Challenge races are not designed to be nearly impossible to complete, like the Barkley Marathons, which entails running 100 miles over rough Tennessee terrain and which only 15 people have finished since it was first put on in 1986, or Canada’s Yukon Arctic Ultra, which had one finisher this year. But by combining a different kind of running with a novelty hook, they do “present a new way to challenge yourself. The drive that you need to train and do these things sometimes requires raising the bar,” Jordan said.

“If you’ve done 10 marathons, there’s some uncertainty but you might not have as many butterflies in your stomach anymore” about doing another marathon, said Alex Hutchinson, author of “Endure: Mind, Body and the Curiously Elastic Limits of Human Performance.” “If you’re trying to climb the Empire State Building, you have no idea what you’re going to feel like after the 50th floor. There’s a different frisson of fear.”

“People who are high achievers, once they’ve made this determination that they’ve mastered some sort of task, it’s no longer a challenge and it loses some of its motivational qualities,” said Jeffrey Martin, professor of kinesiology, health and sports studies at Wayne State University in Detroit.
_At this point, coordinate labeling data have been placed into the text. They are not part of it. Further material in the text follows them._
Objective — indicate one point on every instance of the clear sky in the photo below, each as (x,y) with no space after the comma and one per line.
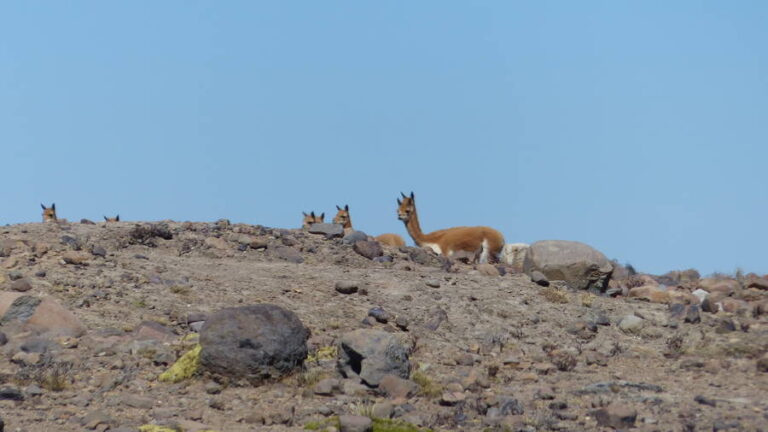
(638,127)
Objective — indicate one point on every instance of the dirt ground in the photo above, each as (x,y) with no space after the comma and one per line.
(478,340)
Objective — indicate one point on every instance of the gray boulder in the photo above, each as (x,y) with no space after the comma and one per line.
(579,265)
(328,230)
(354,237)
(373,354)
(253,343)
(368,249)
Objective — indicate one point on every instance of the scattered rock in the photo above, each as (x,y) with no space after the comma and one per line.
(354,237)
(538,278)
(253,343)
(355,423)
(346,287)
(328,230)
(289,254)
(21,285)
(616,416)
(579,265)
(631,324)
(372,354)
(368,249)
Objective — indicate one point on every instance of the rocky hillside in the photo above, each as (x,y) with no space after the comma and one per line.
(360,337)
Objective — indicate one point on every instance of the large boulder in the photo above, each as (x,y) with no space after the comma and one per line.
(579,265)
(373,354)
(253,343)
(41,315)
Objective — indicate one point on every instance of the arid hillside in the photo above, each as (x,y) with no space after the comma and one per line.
(93,314)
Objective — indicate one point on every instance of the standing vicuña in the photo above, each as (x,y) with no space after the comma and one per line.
(343,218)
(487,241)
(49,213)
(310,218)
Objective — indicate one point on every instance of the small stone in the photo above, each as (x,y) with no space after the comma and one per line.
(380,315)
(11,393)
(368,249)
(346,287)
(355,423)
(402,323)
(327,386)
(21,285)
(616,416)
(452,398)
(631,324)
(397,388)
(538,277)
(705,401)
Thrill seekers might look for “an element of danger and excitement” in these races, while older athletes who cannot realistically hope to chase a new personal record anymore might find renewed motivation from the novelty.

Martin, who has run multiple marathons over the past four decades but never one outside of North America, plans to run the Prague Marathon in the Czech Republic in May as his challenge race.

In January, Sabrina Little, a professional trail and ultrarunner based in Waco, Texas, which is relatively flat, ran the sold-out Dallas Vert Mile, which required 12 laps up the stairs of the city’s 561-foot Reunion Tower. (Runners take the elevator back down between each lap.) About 100 such “tower races” are staged at locations around the world.

Little often competes against trail runners who train in the mountains and thought a stair race would be a new and different way to help her prepare for the Rocky Raccoon 100, the oldest 100-mile trail race in Texas.

“It’s easy to get jaded if you run the same things over and over again,” she said. “I thought it would be fun to try something wild that I didn’t have anything to compare it to.”

She enjoyed meeting a different batch of runners at the Vert Mile, including groups who travel the country to do stair races, and the 6 a.m. start time gave her a one-of-a-kind way to experience the sunrise. “Every time we ascended, it was a little bit brighter and we watched the whole sky turn pink to white,” she said. She went on to win the Rocky Raccoon 100 three weeks later and has started using a stair climber at the gym to incorporate into her year-round workouts.

Things went a little rougher for Han during the Dopey Challenge. She tripped and fell in the 10K on the second day, and during the final day’s marathon she developed tingling and numbness that required a trip to the medical tent. But two days after finishing and back in Vancouver with a handful of medals and two sore legs, Han began dreaming about completing the Dopey Challenge again next year.

“There’s something really amazing about pushing through a challenge like this, doing a physical feat that you didn’t think you could do,” she said. “Being able to do this challenge is everything that I needed to come out a mentally stronger person, too.”